Question

Serum iron (mmol/L) was measure in 60 healthy adults. The sample mean serum iron was 18.30 (mmol/L) with a sample standard deviation of 4.66 (mmol/L) a. Based on these data estimate the population mean serum iron level in healthy adults. b. Based on these data estimate the standard error of the sample mean.

Answer 1

To estimate the population mean serum iron level, use a confidence interval with the sample mean and standard deviation. The population mean is estimated to be between 15.44 and 21.16 (mmol/L). The standard error of the sample mean is 0.60 (mmol/L).

Step-by-step explanation:

To estimate the population mean serum iron level in healthy adults based on the sample mean and standard deviation, we can use a confidence interval. We'll assume that the distribution of serum iron levels is approximately normal. A 95% confidence interval can be calculated using the formula:

CI = sample mean +/- (critical value * (sample standard deviation / square root of sample size))

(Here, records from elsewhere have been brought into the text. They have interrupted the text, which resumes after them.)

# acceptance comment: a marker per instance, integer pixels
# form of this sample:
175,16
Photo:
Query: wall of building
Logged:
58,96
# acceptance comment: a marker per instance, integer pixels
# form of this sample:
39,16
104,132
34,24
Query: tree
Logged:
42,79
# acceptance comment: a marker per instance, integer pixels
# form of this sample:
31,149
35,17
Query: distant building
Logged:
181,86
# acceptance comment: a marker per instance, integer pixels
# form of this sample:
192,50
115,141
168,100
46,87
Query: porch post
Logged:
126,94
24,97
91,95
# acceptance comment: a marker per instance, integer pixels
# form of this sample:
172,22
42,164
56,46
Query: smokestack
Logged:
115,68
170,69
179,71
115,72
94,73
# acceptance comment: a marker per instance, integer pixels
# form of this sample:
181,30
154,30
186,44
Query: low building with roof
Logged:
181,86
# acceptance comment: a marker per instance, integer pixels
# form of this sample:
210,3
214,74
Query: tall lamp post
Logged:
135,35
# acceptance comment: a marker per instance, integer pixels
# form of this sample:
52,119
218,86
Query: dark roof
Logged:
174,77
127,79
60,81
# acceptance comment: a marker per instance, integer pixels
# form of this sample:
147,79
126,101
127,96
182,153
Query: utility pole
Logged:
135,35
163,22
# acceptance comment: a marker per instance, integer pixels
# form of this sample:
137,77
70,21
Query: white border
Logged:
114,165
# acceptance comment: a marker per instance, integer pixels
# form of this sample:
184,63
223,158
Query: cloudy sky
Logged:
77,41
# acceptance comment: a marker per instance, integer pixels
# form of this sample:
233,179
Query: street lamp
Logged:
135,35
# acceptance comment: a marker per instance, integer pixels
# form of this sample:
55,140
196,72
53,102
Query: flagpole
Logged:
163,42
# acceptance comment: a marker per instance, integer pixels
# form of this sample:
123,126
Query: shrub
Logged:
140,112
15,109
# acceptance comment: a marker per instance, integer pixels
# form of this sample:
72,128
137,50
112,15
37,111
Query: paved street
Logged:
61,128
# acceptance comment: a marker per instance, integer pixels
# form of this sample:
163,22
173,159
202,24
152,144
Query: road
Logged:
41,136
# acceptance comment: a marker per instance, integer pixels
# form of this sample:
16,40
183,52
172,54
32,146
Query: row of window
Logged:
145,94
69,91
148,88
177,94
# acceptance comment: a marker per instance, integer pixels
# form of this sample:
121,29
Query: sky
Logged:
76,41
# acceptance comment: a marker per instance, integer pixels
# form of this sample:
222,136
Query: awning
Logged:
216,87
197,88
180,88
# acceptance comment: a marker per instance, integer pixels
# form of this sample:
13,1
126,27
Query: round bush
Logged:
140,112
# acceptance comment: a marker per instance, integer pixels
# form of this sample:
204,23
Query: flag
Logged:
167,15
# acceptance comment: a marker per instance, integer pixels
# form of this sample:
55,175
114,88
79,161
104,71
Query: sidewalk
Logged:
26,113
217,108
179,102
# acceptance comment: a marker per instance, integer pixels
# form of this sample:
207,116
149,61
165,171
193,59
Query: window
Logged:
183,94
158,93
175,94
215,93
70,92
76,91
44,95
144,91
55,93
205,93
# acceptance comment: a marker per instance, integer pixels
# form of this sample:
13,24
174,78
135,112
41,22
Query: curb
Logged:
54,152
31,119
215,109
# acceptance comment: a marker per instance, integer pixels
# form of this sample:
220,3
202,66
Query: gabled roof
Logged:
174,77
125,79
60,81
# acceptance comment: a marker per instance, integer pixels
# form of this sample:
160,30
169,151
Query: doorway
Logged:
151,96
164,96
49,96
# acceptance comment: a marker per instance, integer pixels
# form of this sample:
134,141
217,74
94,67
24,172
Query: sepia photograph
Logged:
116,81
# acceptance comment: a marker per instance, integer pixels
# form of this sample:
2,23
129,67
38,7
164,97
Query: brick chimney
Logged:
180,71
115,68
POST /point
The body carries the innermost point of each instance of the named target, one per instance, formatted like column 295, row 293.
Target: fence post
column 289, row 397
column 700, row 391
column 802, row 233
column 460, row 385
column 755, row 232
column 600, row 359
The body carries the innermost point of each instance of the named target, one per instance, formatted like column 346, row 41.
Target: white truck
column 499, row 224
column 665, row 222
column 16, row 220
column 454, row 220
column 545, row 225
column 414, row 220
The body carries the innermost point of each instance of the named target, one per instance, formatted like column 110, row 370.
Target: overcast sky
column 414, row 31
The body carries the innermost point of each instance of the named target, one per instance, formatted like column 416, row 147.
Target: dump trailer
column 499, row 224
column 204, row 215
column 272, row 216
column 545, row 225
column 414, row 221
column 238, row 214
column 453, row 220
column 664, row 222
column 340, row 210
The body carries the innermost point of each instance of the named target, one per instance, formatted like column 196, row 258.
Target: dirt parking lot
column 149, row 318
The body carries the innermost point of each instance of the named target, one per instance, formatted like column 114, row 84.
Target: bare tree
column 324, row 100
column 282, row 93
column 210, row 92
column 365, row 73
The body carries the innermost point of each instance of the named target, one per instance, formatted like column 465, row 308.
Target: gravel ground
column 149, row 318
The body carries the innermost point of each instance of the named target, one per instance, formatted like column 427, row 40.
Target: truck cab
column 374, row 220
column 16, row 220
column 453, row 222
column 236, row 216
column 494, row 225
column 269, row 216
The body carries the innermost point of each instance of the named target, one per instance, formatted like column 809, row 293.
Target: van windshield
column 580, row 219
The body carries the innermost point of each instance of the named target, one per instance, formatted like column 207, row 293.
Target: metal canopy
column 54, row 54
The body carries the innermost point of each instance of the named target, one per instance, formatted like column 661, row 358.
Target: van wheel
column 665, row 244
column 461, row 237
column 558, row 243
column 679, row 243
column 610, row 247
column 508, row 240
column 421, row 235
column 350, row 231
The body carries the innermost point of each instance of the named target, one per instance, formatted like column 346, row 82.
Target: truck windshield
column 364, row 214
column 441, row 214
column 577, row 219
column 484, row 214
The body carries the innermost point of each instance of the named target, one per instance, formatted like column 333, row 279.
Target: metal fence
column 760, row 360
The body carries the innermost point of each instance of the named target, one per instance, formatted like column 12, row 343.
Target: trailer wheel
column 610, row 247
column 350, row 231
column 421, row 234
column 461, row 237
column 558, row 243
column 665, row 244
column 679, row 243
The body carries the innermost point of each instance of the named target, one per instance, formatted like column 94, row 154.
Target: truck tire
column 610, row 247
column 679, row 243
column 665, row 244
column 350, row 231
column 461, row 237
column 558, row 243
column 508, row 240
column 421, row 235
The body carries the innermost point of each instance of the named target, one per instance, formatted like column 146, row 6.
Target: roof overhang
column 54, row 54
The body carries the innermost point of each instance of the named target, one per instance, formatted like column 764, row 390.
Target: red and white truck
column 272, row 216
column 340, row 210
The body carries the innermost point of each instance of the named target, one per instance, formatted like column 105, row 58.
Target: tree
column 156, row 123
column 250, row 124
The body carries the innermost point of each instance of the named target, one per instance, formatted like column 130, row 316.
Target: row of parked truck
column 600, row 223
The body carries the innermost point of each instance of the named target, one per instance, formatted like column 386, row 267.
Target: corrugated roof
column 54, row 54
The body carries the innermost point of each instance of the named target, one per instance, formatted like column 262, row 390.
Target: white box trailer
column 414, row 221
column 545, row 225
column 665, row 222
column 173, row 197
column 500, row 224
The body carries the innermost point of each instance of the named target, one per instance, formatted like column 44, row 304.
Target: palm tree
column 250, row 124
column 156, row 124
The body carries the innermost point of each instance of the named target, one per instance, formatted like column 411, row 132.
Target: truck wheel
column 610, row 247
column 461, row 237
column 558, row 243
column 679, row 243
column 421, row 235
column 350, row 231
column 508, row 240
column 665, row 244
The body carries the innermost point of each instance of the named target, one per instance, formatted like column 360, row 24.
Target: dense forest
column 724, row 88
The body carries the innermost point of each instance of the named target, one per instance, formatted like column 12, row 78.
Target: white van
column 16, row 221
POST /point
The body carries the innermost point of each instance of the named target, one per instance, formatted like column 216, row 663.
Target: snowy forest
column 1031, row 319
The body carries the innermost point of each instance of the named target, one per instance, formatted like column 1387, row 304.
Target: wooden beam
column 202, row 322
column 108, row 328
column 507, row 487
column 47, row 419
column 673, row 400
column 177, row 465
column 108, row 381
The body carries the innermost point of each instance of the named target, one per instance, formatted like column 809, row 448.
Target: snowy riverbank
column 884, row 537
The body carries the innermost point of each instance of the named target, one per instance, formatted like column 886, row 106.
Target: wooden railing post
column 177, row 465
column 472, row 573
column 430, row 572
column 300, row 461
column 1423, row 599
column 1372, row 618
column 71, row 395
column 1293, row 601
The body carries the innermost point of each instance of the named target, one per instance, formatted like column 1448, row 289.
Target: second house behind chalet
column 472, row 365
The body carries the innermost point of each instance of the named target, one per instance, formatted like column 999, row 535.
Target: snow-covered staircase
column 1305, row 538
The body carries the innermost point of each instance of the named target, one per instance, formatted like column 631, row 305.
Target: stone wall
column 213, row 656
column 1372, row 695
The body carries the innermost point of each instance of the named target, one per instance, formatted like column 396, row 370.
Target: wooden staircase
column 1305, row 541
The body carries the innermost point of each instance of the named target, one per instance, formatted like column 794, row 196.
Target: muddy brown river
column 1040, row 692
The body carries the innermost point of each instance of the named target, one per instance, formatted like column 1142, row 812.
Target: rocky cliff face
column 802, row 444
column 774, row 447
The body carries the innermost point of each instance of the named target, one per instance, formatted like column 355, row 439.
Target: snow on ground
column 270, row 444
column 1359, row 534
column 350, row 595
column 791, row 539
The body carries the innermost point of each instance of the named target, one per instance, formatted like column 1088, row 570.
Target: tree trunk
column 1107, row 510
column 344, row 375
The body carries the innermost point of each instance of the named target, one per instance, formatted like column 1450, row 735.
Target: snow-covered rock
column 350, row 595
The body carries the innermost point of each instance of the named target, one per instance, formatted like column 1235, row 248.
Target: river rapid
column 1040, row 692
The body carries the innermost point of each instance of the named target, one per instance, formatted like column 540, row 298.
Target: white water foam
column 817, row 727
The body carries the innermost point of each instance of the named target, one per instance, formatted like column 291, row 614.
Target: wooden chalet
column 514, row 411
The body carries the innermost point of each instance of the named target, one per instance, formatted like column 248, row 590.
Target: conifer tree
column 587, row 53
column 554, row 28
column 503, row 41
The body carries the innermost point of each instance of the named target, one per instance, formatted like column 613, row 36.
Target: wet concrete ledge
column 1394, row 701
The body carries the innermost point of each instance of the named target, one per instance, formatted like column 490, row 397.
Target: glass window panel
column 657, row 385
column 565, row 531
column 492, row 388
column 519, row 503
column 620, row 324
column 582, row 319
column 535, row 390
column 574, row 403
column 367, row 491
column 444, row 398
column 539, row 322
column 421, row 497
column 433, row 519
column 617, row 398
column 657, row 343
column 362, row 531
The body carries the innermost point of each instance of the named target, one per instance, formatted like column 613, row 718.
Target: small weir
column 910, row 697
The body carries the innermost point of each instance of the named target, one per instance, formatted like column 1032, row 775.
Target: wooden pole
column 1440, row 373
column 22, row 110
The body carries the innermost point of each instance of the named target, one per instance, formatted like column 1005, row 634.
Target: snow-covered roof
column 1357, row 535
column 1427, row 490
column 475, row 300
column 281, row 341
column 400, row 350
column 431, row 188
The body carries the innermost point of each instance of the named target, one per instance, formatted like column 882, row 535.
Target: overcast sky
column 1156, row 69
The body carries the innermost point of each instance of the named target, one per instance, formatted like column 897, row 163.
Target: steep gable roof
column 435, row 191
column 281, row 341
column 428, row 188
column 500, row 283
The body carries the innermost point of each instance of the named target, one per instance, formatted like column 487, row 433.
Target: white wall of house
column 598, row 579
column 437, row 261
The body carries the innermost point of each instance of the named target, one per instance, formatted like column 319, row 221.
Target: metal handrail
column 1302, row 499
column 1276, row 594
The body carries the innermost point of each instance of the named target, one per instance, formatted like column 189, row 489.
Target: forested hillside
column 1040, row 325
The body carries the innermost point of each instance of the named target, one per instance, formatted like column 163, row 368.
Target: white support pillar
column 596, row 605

For a 90% confidence interval, the critical value is 1.645.

So, the population mean serum iron level is estimated to be between 15.44 (18.30 - (1.645 * (4.66 / square root of 60))) and 21.16 (18.30 + (1.645 * (4.66 / square root of 60))).

To estimate the standard error of the sample mean, we divide the sample standard deviation by the square root of the sample size:

Standard error = sample standard deviation / square root of sample size

Therefore, the standard error of the sample mean is 0.60 (4.66 / square root of 60).